Toda história tem um herói, e nesse caso, o zelador da torre Itália. No dia do desabamento, o zelador começou a ouvir muitos barulhos de vidros se quebrando e sons que pareciam tiros. Interfonou ao síndico que pediu que ele subisse para dar uma olhada. Às 5h10 da manhã, o zelador acionou o elevador de serviço, mas a porta não abriu, pois estava fora do esquadro. O zelador acionou imediatamente o corpo de bombeiros, falando categoricamente que o edifício iria desabar e a necessidade de tirar não só os moradores, como também a vizinhança. Ao chegarem ao local, os bombeiros constataram a informação e fizeram imediatamente o que fora dito.

Por volta das 6h12 um bombeiro estava a postos com uma câmera de filmar em suas mãos. Ao ver o prédio balançar deixou-a no banco da viatura e foi avisar o último companheiro que ainda estava na portaria do edifício. Juntos, saíram correndo e tiveram as costas marcadas com lama oriunda da água da caixa d’água que caíra há poucos metros dos policiais, quase ocasionando uma tragédia maior.

A torre caiu em linha, puxada pelo peso das escadas, atingindo de resvalo os Edifícios Camões, Paraty e um posto de combustíveis com seus tanques repletos. Apenas uma casa, onde residia e trabalhava um cirurgião dentista, foi atingida.

Em meio aos escombros, um advogado, aos soluços, retirava o seu pássaro de estimação intacto da gaiola.
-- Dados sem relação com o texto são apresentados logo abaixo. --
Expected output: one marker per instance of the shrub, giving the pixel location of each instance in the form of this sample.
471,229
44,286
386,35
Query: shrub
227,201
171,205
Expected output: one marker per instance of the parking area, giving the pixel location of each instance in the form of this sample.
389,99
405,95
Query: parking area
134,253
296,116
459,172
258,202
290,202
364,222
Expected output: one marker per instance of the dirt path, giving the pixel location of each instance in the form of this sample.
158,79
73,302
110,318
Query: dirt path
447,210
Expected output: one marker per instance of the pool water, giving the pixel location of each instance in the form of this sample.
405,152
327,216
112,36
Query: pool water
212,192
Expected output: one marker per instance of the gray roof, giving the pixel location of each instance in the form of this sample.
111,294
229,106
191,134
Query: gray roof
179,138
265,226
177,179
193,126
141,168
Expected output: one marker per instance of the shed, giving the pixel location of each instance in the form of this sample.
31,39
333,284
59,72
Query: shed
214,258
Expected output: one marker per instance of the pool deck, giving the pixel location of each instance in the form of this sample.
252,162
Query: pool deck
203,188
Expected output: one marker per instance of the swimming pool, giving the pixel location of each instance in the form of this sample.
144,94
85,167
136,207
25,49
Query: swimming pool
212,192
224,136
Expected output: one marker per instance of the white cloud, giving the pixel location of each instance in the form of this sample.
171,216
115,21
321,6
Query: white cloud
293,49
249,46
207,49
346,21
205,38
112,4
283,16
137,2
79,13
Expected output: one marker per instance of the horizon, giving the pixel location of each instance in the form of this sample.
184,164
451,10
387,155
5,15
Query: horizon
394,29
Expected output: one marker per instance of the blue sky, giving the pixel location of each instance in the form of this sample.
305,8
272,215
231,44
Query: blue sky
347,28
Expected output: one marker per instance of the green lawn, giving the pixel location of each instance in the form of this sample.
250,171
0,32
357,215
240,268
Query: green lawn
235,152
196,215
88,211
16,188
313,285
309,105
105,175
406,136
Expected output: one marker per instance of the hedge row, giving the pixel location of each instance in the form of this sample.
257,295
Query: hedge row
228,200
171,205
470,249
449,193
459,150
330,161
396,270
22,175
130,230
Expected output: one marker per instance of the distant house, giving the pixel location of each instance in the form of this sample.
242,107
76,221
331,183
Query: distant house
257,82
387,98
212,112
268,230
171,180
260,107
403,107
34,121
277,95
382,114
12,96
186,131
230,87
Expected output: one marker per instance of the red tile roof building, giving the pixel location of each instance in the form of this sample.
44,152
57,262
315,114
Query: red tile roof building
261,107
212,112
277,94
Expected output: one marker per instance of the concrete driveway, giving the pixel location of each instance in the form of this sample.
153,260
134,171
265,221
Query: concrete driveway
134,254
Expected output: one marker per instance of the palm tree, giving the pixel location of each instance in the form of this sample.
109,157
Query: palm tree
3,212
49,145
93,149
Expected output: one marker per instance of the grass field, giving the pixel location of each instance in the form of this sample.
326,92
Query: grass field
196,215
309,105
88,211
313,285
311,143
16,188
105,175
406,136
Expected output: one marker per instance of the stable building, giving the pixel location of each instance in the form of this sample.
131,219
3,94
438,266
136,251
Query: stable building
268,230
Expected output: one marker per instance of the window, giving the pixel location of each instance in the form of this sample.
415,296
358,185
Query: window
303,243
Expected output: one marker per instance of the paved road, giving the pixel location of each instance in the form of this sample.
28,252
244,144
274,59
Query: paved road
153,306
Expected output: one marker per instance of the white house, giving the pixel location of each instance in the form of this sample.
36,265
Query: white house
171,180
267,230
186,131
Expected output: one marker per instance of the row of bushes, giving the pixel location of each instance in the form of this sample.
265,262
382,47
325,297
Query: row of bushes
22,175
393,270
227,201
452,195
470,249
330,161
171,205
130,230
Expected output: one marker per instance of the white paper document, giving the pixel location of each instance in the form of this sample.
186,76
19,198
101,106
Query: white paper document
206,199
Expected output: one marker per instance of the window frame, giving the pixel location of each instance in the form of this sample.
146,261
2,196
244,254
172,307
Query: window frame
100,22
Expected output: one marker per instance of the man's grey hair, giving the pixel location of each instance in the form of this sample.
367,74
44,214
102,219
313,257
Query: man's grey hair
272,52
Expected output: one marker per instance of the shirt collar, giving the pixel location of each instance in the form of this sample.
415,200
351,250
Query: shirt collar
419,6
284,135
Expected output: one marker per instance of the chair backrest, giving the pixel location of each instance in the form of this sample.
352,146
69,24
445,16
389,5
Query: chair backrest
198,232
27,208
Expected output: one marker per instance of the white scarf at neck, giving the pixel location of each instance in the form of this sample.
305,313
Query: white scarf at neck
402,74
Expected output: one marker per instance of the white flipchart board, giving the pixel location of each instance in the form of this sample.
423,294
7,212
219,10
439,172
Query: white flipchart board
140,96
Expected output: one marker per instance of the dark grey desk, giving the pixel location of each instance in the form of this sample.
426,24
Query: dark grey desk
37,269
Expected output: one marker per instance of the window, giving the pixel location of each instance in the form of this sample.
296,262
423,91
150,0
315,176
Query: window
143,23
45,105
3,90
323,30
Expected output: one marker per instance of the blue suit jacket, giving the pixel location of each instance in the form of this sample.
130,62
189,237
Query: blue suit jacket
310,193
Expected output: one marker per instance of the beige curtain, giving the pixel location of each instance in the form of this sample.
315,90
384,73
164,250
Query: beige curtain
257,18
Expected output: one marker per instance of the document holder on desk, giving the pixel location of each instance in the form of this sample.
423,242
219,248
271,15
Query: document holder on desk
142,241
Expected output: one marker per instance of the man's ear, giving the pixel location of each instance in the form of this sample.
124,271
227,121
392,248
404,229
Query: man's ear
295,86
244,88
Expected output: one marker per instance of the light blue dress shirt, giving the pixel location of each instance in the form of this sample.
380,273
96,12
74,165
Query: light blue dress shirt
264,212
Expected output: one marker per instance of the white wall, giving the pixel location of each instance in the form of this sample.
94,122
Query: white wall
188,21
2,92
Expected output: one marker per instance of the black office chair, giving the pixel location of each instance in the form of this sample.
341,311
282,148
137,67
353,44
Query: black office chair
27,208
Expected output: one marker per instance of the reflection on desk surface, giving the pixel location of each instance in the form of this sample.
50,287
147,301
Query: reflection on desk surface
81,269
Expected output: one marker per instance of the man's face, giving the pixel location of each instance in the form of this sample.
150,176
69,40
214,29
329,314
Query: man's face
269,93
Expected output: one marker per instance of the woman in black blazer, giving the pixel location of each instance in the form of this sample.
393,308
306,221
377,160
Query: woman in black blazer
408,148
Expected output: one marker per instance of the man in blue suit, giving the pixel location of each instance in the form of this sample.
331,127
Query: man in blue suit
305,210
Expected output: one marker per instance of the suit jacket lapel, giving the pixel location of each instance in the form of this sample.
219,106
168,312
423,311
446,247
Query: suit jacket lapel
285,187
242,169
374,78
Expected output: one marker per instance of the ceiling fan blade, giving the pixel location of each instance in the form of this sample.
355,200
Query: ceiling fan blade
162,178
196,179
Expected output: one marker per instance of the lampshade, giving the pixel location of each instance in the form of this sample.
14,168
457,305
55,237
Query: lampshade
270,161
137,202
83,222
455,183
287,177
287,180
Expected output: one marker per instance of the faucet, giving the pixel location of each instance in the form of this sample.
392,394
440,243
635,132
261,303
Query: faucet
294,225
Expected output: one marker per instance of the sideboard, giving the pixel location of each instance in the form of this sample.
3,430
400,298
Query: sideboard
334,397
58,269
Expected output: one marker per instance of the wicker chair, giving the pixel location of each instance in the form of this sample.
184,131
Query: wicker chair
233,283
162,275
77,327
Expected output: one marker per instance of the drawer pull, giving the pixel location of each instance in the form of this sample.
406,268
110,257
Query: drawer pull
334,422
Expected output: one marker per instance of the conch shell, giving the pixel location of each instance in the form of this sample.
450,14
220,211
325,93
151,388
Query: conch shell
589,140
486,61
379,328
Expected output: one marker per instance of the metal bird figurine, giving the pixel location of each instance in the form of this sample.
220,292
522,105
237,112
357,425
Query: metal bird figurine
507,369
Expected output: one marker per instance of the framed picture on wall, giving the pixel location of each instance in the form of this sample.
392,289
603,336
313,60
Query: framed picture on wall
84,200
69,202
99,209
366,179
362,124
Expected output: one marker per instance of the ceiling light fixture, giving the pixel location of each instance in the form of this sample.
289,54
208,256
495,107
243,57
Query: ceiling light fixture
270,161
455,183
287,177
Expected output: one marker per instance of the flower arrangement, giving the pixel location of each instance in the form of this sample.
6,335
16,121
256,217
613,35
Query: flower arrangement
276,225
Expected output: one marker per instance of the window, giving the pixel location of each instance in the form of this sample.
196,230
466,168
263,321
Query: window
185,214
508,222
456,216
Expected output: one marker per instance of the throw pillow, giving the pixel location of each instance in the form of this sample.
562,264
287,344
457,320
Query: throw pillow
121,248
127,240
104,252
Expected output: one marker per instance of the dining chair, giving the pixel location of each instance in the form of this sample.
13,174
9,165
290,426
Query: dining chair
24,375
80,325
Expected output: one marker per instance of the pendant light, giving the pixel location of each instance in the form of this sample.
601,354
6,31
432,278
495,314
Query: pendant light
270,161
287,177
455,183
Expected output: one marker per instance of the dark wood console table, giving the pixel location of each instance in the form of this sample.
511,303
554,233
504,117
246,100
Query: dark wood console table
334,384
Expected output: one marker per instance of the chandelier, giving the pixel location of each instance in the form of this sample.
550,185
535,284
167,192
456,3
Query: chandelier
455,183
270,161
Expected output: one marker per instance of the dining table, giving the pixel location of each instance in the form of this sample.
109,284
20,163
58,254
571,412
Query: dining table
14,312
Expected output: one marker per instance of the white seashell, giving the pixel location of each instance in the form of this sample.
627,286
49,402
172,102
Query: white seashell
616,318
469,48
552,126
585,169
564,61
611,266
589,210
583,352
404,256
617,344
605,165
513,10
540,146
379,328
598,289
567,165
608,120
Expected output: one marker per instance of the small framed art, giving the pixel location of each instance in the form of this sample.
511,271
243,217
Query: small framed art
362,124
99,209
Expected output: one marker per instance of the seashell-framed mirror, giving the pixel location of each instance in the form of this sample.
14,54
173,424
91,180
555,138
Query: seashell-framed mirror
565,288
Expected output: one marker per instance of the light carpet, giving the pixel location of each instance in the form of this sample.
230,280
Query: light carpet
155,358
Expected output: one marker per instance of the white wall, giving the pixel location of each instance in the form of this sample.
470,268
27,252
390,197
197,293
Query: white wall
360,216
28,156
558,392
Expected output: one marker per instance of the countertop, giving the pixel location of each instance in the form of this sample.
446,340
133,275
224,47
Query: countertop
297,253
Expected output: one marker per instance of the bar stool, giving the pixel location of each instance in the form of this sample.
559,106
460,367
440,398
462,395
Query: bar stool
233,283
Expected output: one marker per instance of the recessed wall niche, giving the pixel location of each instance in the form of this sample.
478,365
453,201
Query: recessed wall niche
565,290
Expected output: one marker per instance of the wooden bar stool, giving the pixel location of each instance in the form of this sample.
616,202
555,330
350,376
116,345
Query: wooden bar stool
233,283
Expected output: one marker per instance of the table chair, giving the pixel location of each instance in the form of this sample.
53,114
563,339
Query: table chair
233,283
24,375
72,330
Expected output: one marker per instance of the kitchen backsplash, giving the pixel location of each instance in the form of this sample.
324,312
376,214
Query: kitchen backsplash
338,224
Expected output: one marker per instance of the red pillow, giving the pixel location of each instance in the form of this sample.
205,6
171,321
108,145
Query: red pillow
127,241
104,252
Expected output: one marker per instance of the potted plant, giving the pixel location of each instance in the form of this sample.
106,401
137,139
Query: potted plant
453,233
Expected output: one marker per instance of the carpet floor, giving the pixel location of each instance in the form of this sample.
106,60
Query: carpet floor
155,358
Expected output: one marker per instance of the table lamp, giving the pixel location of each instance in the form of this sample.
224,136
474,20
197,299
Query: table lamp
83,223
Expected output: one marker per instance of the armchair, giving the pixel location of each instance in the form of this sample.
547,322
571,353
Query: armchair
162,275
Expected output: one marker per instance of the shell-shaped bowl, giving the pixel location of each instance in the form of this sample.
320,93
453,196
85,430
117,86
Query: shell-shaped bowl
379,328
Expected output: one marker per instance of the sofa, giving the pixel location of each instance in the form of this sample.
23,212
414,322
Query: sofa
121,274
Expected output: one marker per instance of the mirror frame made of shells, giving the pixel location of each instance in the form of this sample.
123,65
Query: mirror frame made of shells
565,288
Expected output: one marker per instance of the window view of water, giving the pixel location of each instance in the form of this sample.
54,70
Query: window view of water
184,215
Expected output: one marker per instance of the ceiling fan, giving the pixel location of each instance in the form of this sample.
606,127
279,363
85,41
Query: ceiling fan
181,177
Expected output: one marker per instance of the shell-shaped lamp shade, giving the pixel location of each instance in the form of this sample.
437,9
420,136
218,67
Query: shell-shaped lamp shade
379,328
Um caso no mínimo curioso. Por volta das 10h, quase quatro horas após o ocorrido, depois de todo o barulho da queda (ouvida há quase dois quilômetros), e com toda a movimentação de bombeiros, polícia, Defesa Civil, imprensa e curiosos, apareceu na janela de um dos prédios quase atingidos pelo desabamento, um jovem, que gritou: “O que está acontecendo?”. O rapaz havia acabado de acordar.”    

Dia 29 de Abril de 1998  

Foram seis meses repletos de disputas judiciais, laudos técnicos, análises de peritos, impasses políticos, moradores impedidos de retornarem às residências localizadas nos arredores das torres Portugal e Espanha e, finalmente, as torres foram implodidas.

Alguns defendiam que as torres não traziam perigo de desabamento, outros afirmavam categoricamente que iriam desabar a qualquer momento.

Os edifícios Portugal e Espanha foram reduzidos a uma montanha de entulhos trazendo de um lado tranquilidade para moradores dos arredores que, finalmente puderam retomar a normalidade de suas vidas, e por outro lado, a angústia para aqueles que viram seus investimentos caírem ao chão.